(Je remercie le Professeur Olivier Jouanjan pour ses conseils en traduction et ai tiré grand profit de remarques faites au cours de son séminaire de droit public comparé.)
Fin 2013, le Bundesrat – chambre haute du Parlement allemand – avait déposé une demande aux fins d’obtenir l’interdiction du parti d’extrême droite connu sous l’acronyme NPD (Nationaldemokratische Partei Deutschlands). Après plus de trois années de procédure, la Cour constitutionnelle de Karlsruhe, seule compétente pour statuer en la matière au nom du privilège constitutionnel dont bénéficient les parties politiques en Allemagne, vient récemment de rejeter la requête à l’unanimité de ses membres. Ceux-ci ont considéré qu’elle n’offrait pas d’indices d’un poids suffisant laissant présager que les buts du NPD pourraient, à terme, prospérer. Mais afin d’en apprécier l’argumentaire, il faut venir à bout des mille dix paragraphes (équivalents de nos anciens considérants) répartis sur les quelques trois cent pages qui composent la décision de la Cour (BVerfG, 17 janvier 2017, n° 2 BvB 1/13).
Cette requête, fondée sur l’article 21 alinéa 2 de la Loi fondamentale et dirigée précisément à l’encontre du NPD, n’est pas la première dans l’histoire politique et constitutionnelle allemande. En effet, une demande similaire avait déjà été déposée en 2001 sauf qu’à l’époque, le Bundesrat, en tant que partie au procès, était accompagné et par le Bundestag et par le gouvernement fédéral allemand – seules autorités à pouvoir engager la procédure au niveau fédéral (art. 43 al. 1 BVerfGG). En revanche, pour ce qui concerne de façon générale la demande d’interdiction d’un parti, l’affaire du NPD n’est que la troisième – avec les précédents de 1952 (BVerfG, 23 octobre 1952, Sozialistische Reichspartei n° 1 BvB 1/51) et de 1956 (BVerfG, 17 août 1956, Kommunistische Partei Deutschlands, n° 1 BvB 2/51) portant respectivement sur l’interdiction d’un parti néo-nazi et du parti communiste – ayant permis aux juges de statuer au fond.

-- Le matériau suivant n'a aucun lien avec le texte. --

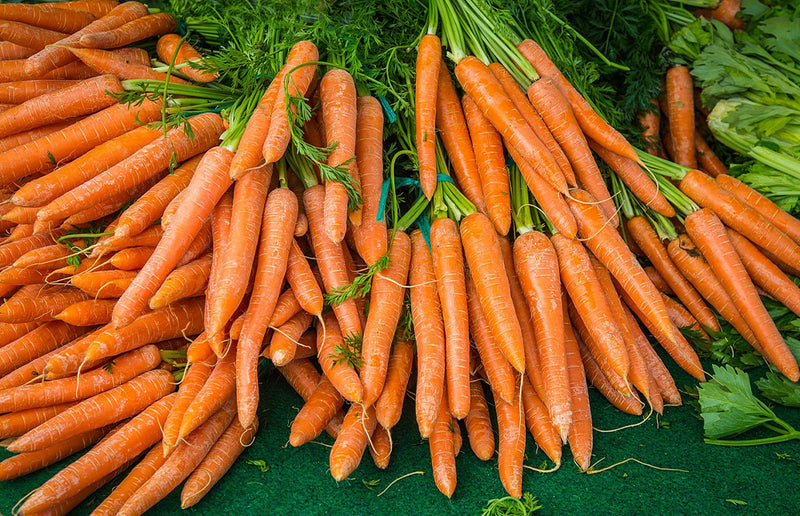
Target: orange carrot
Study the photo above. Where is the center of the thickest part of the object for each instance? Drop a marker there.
(133, 31)
(649, 242)
(123, 445)
(456, 139)
(74, 388)
(74, 140)
(708, 232)
(479, 83)
(180, 464)
(171, 48)
(277, 228)
(429, 60)
(217, 462)
(107, 407)
(371, 233)
(386, 303)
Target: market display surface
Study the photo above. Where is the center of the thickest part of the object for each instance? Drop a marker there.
(454, 256)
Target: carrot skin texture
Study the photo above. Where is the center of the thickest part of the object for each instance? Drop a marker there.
(124, 444)
(491, 281)
(181, 462)
(429, 59)
(99, 410)
(273, 255)
(359, 423)
(448, 266)
(479, 83)
(537, 268)
(426, 313)
(706, 229)
(217, 462)
(386, 300)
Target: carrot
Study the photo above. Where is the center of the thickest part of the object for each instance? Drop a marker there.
(708, 161)
(766, 274)
(429, 61)
(370, 235)
(492, 171)
(286, 307)
(178, 319)
(18, 92)
(142, 471)
(650, 121)
(335, 363)
(649, 242)
(131, 258)
(283, 345)
(628, 404)
(217, 462)
(456, 139)
(51, 18)
(186, 281)
(680, 111)
(180, 464)
(499, 372)
(612, 251)
(538, 422)
(110, 406)
(219, 386)
(24, 463)
(75, 388)
(84, 98)
(486, 91)
(19, 422)
(43, 307)
(277, 228)
(511, 444)
(426, 314)
(386, 300)
(691, 263)
(298, 79)
(656, 368)
(9, 51)
(20, 139)
(591, 123)
(36, 343)
(171, 48)
(52, 57)
(759, 203)
(320, 407)
(33, 37)
(708, 232)
(537, 268)
(583, 287)
(442, 450)
(553, 205)
(330, 260)
(104, 284)
(359, 423)
(133, 31)
(532, 361)
(70, 142)
(580, 433)
(486, 263)
(249, 198)
(123, 445)
(448, 265)
(98, 8)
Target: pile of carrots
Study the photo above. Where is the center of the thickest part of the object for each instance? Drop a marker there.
(148, 270)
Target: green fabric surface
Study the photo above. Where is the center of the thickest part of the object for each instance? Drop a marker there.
(298, 481)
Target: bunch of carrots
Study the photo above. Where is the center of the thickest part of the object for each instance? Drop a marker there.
(149, 269)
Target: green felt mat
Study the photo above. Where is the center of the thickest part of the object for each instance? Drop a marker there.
(717, 480)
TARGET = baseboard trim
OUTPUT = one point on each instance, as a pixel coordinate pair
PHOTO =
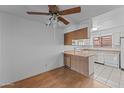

En 2001, il apparut en effet qu’au cours de la procédure des agents stipendiés par l’Office fédéral pour la protection de la Constitution (Bundesamt für Verfassungsschutz) – en clair des policiers chargé du « renseignement intérieur » – avaient infiltré plusieurs fédérations affiliées au NPD. La Cour devait dès lors juger que la requête était irrecevable puisque pour faire constater l’inconstitutionnalité d’un parti politique et l’interdire, la démocratie exige avant tout le respect scrupuleux d’un procès équitable (BVerfG, 18 mars 2003 n° 2 BvB 1/01). C’est la raison pour laquelle les juges, en 2017, ont consacré une centaine de paragraphes à la question de la recevabilité. A travers une analyse détaillée de tous les éléments de procédure, ils ont pu constater que les exigences relatives à la demande d’interdiction avaient été pleinement respectées par les deux parties au procès.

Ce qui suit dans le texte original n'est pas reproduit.